Not picking on the OA in the slightest; just thinking in terms of holistic system design. If you know what you want to happen, and you are smart enough to introspect the behavior of the tool and decide that it didnt happen, you are more than smart enough to just write it correctly in the first place.
Perhaps that is unrealistic, perhaps there is a hidden iceberg of necessary but convolutive optimizations no human could realistically or legibly write. But ok, where do you really need to engage in this kind of optimization golf? Inlined functions?
Ok, what about this targeted language feature for a future-day Zig:
1. Write an ordinary zig function 2. Write inline assembly version of that function 3. Write a "comptime assert" that first compiles to second, which only "runs" for the relevant arch. 4. What should that assert mean? That the compiler just uses your assembly version instead, but _also_ uses existing compiler machinery or an external theorem prover to verify they "behave the same up to X", for customizable values of X
That has the right feel, maybe. You are "pinning" specific, vetted, optimizations without compromising the intent, readability, or correctness of your code. And easy iteration is possible, because a failing comptime assert will just dump the assembly; you can even start with an empty manual impl.
>It all seems very brittle, though. And that something has gone very wrong with our ecosystem of tools, languages, and processes when it becomes advisable to massage source until specific passes in a specific version LLVM don't mess things up for other passes.
I would say the main takeaway is actually to not do that, precisely because it's brittle, difficult to understand, and can backfire by making things harder for the compiler. As I point out at the end, the vast majority of developers will be better served by sticking to common idioms and making their intent as clear as possible using language facilities, rather than trying to outsmart the compiler or, conversely, relying excessively on the optimiser as a magic black box.
That being said, I do find it helpful to understand the broad strokes of the optimisation pipeline (things like "callees are optimised before callers", "maintaining invariants enables more simplifications", or "early simplifications are better") to make the most of it. Like with any other tool, mastery means letting it do its job most of the time but knowing when and where to step in if necessary.

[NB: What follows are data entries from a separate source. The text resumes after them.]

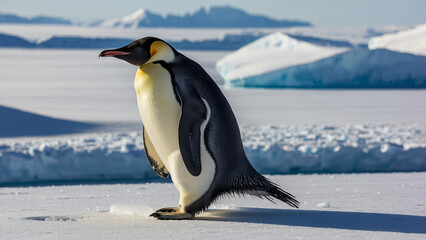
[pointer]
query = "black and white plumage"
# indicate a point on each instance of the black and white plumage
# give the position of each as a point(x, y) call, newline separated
point(190, 131)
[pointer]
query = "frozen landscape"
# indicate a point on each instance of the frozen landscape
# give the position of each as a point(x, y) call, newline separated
point(368, 145)
point(280, 60)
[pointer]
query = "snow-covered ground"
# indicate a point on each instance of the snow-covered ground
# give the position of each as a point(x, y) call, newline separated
point(279, 60)
point(77, 85)
point(306, 130)
point(411, 41)
point(353, 206)
point(272, 150)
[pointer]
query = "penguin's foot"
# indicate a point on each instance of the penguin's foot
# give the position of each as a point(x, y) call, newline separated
point(172, 213)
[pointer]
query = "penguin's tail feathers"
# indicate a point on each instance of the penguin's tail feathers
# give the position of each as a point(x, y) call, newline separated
point(257, 185)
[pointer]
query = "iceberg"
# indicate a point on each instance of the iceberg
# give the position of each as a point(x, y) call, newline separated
point(409, 41)
point(279, 61)
point(270, 53)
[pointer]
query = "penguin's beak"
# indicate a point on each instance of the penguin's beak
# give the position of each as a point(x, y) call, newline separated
point(113, 53)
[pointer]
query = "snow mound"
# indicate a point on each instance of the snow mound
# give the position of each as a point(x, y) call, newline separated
point(272, 150)
point(353, 69)
point(408, 41)
point(272, 52)
point(20, 123)
point(129, 21)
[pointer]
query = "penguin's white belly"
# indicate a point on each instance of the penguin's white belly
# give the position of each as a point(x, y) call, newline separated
point(160, 113)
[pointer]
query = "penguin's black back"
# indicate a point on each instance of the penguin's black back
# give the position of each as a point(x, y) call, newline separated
point(234, 173)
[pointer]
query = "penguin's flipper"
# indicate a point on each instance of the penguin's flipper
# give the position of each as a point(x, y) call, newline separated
point(194, 113)
point(153, 157)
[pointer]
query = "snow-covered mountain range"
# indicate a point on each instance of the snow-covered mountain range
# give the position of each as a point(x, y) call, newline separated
point(13, 18)
point(215, 17)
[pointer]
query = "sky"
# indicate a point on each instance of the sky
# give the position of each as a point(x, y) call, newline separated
point(319, 12)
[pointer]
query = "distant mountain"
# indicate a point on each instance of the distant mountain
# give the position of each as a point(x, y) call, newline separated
point(13, 41)
point(12, 18)
point(215, 17)
point(226, 42)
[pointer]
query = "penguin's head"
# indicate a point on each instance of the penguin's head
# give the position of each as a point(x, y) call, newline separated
point(143, 51)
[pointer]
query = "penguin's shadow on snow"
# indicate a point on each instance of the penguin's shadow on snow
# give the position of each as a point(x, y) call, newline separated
point(323, 219)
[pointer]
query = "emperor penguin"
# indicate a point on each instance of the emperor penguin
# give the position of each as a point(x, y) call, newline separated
point(190, 131)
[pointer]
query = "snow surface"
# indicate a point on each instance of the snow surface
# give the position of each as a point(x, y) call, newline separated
point(354, 69)
point(271, 150)
point(409, 41)
point(280, 61)
point(360, 206)
point(270, 53)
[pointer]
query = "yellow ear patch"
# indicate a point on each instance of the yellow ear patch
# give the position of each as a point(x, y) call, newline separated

Actually setting up a robust system for perf regression tests is tricky though...
Asserting retroactively that compilers produce the correct assemvbly feels like just plain giving up on everything in between. Surely the best we can do isn’t a bunch of flaky weirdly interacting optimizations, UB footguns everywhere, things changing when updating the toolchain, etc?
Having this compiler, which is extremely fast (it is self hosted and self compiles its own 9750K line source file in 15ms on my 2019 macbook pro and I've seen throughout ranging from 500K to 10M lines per second for other programs), I have little interest in ever using LLVM again. I would rather just write optimal code than pray that LLVM does a good job for me. For equivalent programs, I find LLVM can be anywhere from 50-10000x slower than my compiler and doesn't necessarily produce better code. I can produce examples of LLVM code becoming significantly worse at -O2 than at -O0.
The only real utility LLVM offers me at this point is that I could use it to figure out what an optimal solution to a small subprogram might be by compiling a small c program and inspecting the output. Then I can just directly write the optimal solution instead of being perpetually bogged down by llvm's bloat as well as also being exposed to unexpected regressions in the optimizer and/or having to learn its strange incantations to get desired performance.
Writing your own LLVM passes?
It surprises me that the compiler doesn't still take the inference from the assert and just disable emitting the code to perform the check. Over the last 15 years I've worked on many codebases that are written with unnecessary asserts, partly as documentation, but maybe because people assumed it helped the compiler.
I've also worked on many codebases (and written code like this on my own projects) where the code looks like: assert(condition); if (condition) { ... } because I still want that safety check in release builds, and want the exception in debug builds but absolutely not ever in release builds.
That's because that's what the <assert.h> assert() must do; it's specified to do and imply nothing when assertions are disabled. (the standard literally fully defines it as `#define assert(...) ((void)0)` when NDEBUG)
Whereas `[[assume(...)]]` is a thing specifically for that "infer things from this without actually emitting any code".
The compiler isn't as clever as I think you're envisioning: assert() only works that way because it exits the control flow if the statement isn't true.
Interestingly, even if you define division by zero to produce the remainder equal to the dividend, this optimization (replacing "(r + 1) % count" with "r + 1 == count ? 0 : r + 1") would still be legal.
It'is legal!
But looks like a few more steps when compiled.
The division UB case is thornier. In Rust you get explicit checked_div/wrapping_div, which makes the programmer's intent visible at the call site. The C approach of "trust that this is never zero" is the same mechanism but with none of the documentation.